Closed rbracco closed 2 years ago
Currently there's no way to extract character-level timestamps except by naively interpolating the word-level timestamps. This isn't something we've thought much about for ASR, though I could see it being useful for e.g. linguistics research. My concern about accepting a PR for that is that it would likely involve touching performance-critical paths in the decoder that are already pretty tough to work with. Could you say a bit more about the use case for this?
The logit_scores and lm_scores are log probabilities. Bear in mind that for 0 < p < 1, log(p) < 0 :).

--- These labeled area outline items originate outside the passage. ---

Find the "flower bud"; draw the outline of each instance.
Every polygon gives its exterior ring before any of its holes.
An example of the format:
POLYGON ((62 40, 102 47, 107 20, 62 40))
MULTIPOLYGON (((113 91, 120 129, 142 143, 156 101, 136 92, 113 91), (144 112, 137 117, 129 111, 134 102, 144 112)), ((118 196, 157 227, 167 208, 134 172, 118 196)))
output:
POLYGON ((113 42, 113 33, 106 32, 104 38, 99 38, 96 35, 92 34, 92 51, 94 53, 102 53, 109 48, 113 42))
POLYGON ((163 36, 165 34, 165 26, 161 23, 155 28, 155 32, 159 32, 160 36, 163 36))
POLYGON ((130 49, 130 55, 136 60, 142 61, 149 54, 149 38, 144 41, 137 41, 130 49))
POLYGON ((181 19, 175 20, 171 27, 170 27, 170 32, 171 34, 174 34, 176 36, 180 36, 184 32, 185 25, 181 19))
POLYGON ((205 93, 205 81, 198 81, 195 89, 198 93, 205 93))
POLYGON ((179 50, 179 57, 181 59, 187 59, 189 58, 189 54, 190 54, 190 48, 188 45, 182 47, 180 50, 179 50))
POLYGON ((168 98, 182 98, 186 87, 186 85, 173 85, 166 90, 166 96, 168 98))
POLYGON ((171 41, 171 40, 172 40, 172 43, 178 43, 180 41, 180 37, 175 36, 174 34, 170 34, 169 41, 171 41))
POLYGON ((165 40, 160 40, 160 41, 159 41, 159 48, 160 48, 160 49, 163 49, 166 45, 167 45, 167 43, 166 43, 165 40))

The abuse of the term "logit" is regrettable because the logit function logit(p) = log(p / (1 - p)) is only approximately equal to log(p) when p << 1. But this abuse seems to be widespread in the literature, and if everyone is misusing a word then no one is :/
Thank you, that is helpful. Also I understand about the performance stuff.
The use cases are pretty thin. For my application (mispronunciation detection and correction) it involves looking at the other possible characters at that time step. Char level timesteps are implemented in https://github.com/parlance/ctcdecode, but I could also search over the argmaxes of the logits to identify individual timesteps (using the given word boundaries to narrow it down). I'll play around with it and reopen if I do anything interesting. Thanks again.

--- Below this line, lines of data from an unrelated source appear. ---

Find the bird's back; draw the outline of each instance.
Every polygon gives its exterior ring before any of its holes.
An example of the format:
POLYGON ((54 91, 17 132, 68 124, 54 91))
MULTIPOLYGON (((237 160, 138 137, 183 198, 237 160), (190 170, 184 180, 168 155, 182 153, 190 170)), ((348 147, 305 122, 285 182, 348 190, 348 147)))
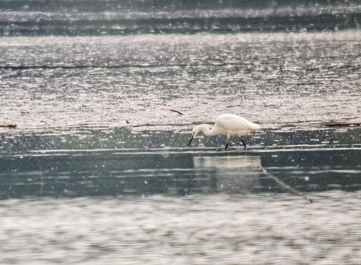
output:
POLYGON ((234 114, 219 115, 216 119, 214 126, 220 130, 227 131, 230 135, 244 135, 251 131, 261 129, 258 124, 234 114))

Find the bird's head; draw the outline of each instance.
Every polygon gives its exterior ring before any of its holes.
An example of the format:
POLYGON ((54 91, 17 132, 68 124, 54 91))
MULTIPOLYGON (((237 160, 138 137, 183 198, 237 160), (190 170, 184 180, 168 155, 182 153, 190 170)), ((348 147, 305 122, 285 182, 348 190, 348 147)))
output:
POLYGON ((209 130, 212 127, 212 125, 210 124, 200 124, 199 125, 195 126, 192 131, 192 137, 191 138, 191 140, 189 141, 188 146, 189 146, 189 145, 191 144, 191 142, 192 142, 192 140, 193 139, 194 136, 198 134, 199 132, 201 131, 204 131, 206 130, 209 130))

I have viewed #8 and understand how to extract timestamps, but is there a way to do this for characters instead of words? If not, is there any interest in adding it as a feature? It's something I will likely implement on my own (for non-bpe models) so I could PR as well if desired. Thank you.
Also a random question that probably doesn't warrant it's own issue: What do the logit_score and the lm_score represent? I'm getting negative values for both, is this negative log likelihood?